Mun's name also turns up among those lending money to Lionel Cranfield, a financier of the early seventeenth century, who borrowed money and received deposits from a wide circle to invest in syndicates formed to take over offices, farm taxes, and buy up properties sold off by the crown (Tawney, 1958, p. 111). The amounts and dates are not stated, but they were probably before 1613 when Cranfield became a minister in James I's government.

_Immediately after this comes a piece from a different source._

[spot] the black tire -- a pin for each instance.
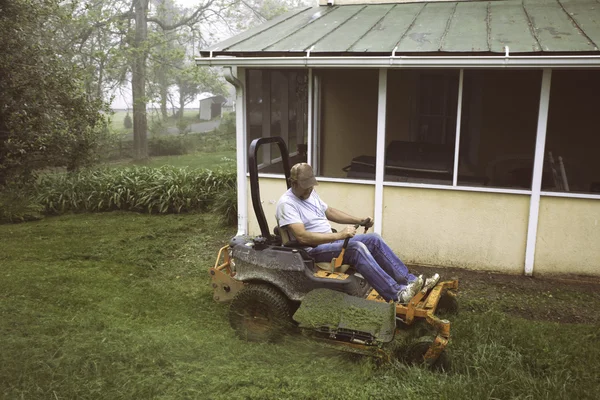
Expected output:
(448, 305)
(260, 313)
(415, 355)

Most important for the East India Company, and certainly for economic thought, Thomas Mun was put forward by the East India Company as its representative in the critical times of the 1620s, and to serve on Crown Commissions to make recommendations to the Privy Council on the privileges of the Company in exporting foreign coin. Mun submitted four memoranda to the Commission on Trade appointed in October 1622 that settled down to write its report in the spring of 1623. Their wording follows closely portions of England's Treasure , establishing that the origin of that book goes back to the early 1620s, and not, as previously thought, to the last years of the decade (Supple, 1954, pp. 91–2). Other parts have been traced to 1626 or 1627 (DeRoover, 1957). In any event, Mun proved persuasive on these governmental commissions, fighting off proposals that the East India Company be forbidden to export gold and silver coin and bullion to Asia to buy spices, silk, and calicos. In particular, he was one of twelve signatories to the June 1622 Report of the Clothing Committee of the Privy Council — his name misspelled as Thomas Man in the careless orthography of the day — that set out a host of recommendations for overcoming the decay of cloth exports, but explicitly defended the East India Company against the accusation of 'taking away of money to furnish their trade, and return only commodities again' (Thirsk and Cooper, 1972, pp. 210–16). He delayed for some years a proposal by Gerard Malynes to appoint a Royal Exchanger to monopolize all dealings in foreign bills of exchange. Even here, however, he ultimately triumphed because the experiment adopted in 1627 lasted only a short time before it was recognized to have failed.